Frequently Debunked Crackpots Claim the AR-15 is Worthless for Self-Defense

When the young paste-eaters at Michael Bloomberg’s anti-gun propaganda factory, known as the Trace, team up with the stodgy window-lickers at the Gun Violence Archive to produce a story about the utility of the AR-15 platform as a modern self-defense tool, it’s hard not to get too excited.

It’s like watching two freight trains headed toward each other on the same track. You know the results are going to be cataclysmic. None of these halfwits have ever heard a shot fired, much less one fired in anger, or especially one fired to good effect. They know less about what makes a reliable home defense weapon than I do about man-buns, skinny jeans, or avocado toast.

We have debunked the Trace and the Gun Violence Archive so often it’s getting old. The kids at the Trace masquerade as legitimate journalists when, in fact, they’re nothing more than highly paid anti-gun activists. The GVA purports to track gun crimes and maintain a list of mass shootings, but their data is collected from media, and even social media sources, and their stats are so inflated they’d have you believe a mass shooting occurs nearly every time someone draws from a holster. When the two anti-gun nonprofits combine for a story, it’s bound to be something as bereft of facts as it is poorly written, and to that standard their most recent collaboration does not disappoint.

A story published Tuesday asks: “How Often Are AR-Style Rifles Used for Self-Defense? Supporters of AR-15s, often used in mass shootings and racist attacks, say they’re important for self-defense. Our analysis of Gun Violence Archive data suggests otherwise.”

The story was written by one of the Trace’s senior fabulists, Jennifer Mascia, who is “currently the lead writer of the Ask The Trace series and tracks news developments on the gun beat.” Mascia has also led the Trace’s hilarious we’re journalists, not activists, propaganda campaign on social media.
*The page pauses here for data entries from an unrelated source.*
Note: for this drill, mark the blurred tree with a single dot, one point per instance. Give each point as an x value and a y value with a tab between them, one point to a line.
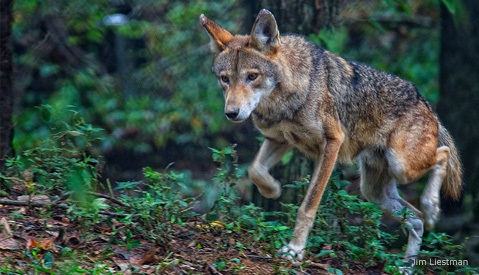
6	82
303	16
459	84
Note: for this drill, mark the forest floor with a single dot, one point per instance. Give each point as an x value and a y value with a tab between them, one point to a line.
39	239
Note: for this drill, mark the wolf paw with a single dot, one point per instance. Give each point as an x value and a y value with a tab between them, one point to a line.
431	212
272	192
292	253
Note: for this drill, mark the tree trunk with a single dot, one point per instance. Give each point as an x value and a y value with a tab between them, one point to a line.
459	85
6	82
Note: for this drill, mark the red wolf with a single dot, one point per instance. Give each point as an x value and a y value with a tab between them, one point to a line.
333	109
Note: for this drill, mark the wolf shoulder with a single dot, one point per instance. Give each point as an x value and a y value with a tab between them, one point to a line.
353	83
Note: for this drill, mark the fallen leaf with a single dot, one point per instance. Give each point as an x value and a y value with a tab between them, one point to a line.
7	242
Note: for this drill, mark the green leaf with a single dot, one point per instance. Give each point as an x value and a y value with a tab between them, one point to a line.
450	5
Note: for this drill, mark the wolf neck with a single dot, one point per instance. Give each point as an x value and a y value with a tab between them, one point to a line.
293	91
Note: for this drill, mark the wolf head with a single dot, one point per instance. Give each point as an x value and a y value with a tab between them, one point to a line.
246	66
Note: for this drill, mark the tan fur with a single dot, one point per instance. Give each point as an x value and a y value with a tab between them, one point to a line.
332	109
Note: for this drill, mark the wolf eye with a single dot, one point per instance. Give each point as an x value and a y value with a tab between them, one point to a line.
252	76
225	79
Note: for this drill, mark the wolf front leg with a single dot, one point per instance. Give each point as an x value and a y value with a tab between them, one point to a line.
269	154
307	211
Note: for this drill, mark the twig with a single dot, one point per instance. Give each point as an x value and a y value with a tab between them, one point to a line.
213	270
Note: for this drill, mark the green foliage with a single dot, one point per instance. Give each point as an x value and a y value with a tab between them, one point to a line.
61	161
171	99
158	203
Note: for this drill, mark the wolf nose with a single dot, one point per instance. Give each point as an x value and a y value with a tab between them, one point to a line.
232	114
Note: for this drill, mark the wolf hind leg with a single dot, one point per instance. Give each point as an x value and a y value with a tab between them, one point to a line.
269	154
430	198
378	186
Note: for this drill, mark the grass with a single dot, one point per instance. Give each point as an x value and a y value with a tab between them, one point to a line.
151	226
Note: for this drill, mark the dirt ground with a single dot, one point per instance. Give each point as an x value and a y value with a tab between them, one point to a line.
38	237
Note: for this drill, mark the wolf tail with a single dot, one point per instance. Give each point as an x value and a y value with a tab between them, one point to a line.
452	184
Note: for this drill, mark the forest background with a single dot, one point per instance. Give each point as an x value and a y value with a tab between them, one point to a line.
101	91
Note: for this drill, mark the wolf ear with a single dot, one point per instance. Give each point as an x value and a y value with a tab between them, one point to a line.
219	36
264	34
Mascia reportedly searched the GVA’s data for “assault weapon,” which she said the GVA defines as “AR-15, AK-47, and all variants defined by law enforcement.” Of course, there’s no mention of whether the weapons were capable of select-fire and, therefore, actual assault weapons. She started with 190 incidents, which she whittled down for various reasons. The results: “That left 51 incidents over a nine-and-a-half-year span in which legal gun owners brandished or used an AR-style rifle to defend life or property. That averages out to around five per year.”
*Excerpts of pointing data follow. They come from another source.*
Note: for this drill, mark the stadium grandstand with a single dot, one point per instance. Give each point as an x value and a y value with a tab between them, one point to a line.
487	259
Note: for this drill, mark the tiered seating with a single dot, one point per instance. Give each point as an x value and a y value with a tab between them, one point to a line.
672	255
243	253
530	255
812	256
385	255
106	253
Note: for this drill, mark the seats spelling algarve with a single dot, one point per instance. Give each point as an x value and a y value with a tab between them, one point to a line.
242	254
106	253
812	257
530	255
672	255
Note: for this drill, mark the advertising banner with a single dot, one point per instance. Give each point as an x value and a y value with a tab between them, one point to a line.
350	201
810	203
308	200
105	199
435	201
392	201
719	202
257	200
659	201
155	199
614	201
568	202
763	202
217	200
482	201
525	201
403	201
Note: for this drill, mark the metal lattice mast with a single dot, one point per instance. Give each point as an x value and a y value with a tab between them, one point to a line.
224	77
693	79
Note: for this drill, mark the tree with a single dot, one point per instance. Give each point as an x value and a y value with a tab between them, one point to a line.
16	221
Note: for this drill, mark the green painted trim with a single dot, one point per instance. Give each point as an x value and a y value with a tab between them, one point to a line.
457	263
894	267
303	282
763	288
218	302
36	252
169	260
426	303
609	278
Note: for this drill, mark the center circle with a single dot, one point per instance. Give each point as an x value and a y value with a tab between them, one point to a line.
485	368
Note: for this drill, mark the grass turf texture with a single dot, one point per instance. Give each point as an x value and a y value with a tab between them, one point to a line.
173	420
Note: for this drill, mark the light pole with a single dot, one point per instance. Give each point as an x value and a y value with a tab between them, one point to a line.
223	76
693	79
To be clear, I trust Mascia’s findings about as much as I trust the GVA data that produced the results. The whole story is GIGO – garbage in, garbage out.

It is noteworthy that the firearms “expert” whom Mascia found to further beclown herself – who wrote in a CNN story that the AR is the last gun he’d recommend for self-defense – is none other than former Washington D.C. police officer Michael Fanone. He’s the officer who cried a lot before the January 6 Commission – the one with the beard who cried a lot, if that helps jog your memory.

The network must have liked the cut of his jib. Fanone is now a CNN contributor and hawking a new book: “Hold the Line: The Insurrection and One Cop’s Battle for America’s Soul.” (Nancy Pelosi highly recommended it.)

Since he’s so afraid of the AR platform, I can’t help but wonder what weapon Fanone, or for that matter, Mascia, would recommend for home defense. If I had to guess, it probably has two barrels, a wooden stock and exposed hammers.

I’m somewhat familiar with the AR myself, which is why I trust it to defend my hearth and home. It’s light, accurate, and deadly, which is exactly the point, and something we should stop making allowances for.

Despite the exhortations of Bloomberg’s activists or crybaby ex-cops, an AR-15 is exactly what I want when The Bad Man comes a-calling.